A short note on composition in TLA+

art yerkes
6 min readJun 19, 2022


I’ve now read Practial TLA+ thoroughly and if you’re going to do _anything_ with TLA+, you should read it. Most of your questions will be answered via anecdotes and examples in the book. One thing I haven’t seen anyone talk about (even to the point people on mailing lists _discourage_ looking into it) is composition.

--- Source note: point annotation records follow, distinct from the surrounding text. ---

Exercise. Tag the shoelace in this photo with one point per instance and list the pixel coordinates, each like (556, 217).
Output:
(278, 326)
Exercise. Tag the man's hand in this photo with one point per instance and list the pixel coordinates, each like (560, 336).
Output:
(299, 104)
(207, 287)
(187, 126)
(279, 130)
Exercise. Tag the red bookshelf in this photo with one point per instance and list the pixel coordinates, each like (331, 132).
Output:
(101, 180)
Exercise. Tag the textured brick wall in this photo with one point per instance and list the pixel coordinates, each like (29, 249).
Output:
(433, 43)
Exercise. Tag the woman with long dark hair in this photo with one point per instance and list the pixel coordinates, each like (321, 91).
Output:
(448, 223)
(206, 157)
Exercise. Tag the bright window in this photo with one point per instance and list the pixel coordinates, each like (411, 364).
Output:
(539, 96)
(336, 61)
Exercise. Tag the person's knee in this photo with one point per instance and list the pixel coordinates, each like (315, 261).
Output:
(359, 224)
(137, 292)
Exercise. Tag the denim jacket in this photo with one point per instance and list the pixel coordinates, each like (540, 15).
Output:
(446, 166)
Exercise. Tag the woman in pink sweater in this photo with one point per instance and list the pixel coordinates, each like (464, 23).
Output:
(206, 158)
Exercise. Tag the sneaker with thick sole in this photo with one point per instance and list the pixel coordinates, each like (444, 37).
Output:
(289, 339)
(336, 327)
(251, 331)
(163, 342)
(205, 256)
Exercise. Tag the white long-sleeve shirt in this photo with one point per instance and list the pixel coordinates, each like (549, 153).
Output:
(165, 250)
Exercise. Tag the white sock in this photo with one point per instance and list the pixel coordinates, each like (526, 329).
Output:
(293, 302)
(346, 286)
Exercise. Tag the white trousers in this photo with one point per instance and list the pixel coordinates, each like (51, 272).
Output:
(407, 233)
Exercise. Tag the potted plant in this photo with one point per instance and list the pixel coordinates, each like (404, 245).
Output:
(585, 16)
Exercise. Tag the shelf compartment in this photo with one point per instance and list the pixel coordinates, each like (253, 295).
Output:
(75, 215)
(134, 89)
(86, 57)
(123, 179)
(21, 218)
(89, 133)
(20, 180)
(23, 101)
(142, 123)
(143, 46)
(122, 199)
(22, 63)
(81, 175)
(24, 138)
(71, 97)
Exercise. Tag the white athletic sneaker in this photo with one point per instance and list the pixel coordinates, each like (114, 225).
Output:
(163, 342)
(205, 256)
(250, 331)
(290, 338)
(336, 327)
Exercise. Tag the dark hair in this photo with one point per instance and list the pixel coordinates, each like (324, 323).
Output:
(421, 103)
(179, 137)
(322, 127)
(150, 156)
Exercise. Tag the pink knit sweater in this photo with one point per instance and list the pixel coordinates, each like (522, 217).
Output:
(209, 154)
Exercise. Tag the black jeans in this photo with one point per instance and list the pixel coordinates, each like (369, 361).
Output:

TLA+ is a specification language but it also at the end of the day represents an ideosyncratic kind of program, and those used to existing software have been told many times not to repeat themselves, but composition works in other ways too; since my interest in TLA+ is via output from another programming language (and that, with stacks too deep to facilitate single step evaluation by TLA’s java code and multiple communicating nodes besides), before giving up and emitting a tangle of interwoven code for multiple parts, I wanted to learn to isolate individual parts in TLA+. I’m not certain what I found is the best way, but there seems to be little information about how to do it so this might be useful anyway even if someone finds something better.

My goal was to enable a single queue process to service multiple users, some producers and some consumers in an idempotent at-least-once delivery scenario. The language whose programs form part of the spec don’t do IO (they purely produce data structures from inputs) so multiple delivery would be OK and I don’t need TLA+ to enforce any kind of rules in that regard. Ultimately I’d like to be able to produce these outputs in isolation from each other and have a smart, hand made queue system shuffle messages between aggregators, the TLA+ processes implementing the individual programs and each other in any possible runtime topology.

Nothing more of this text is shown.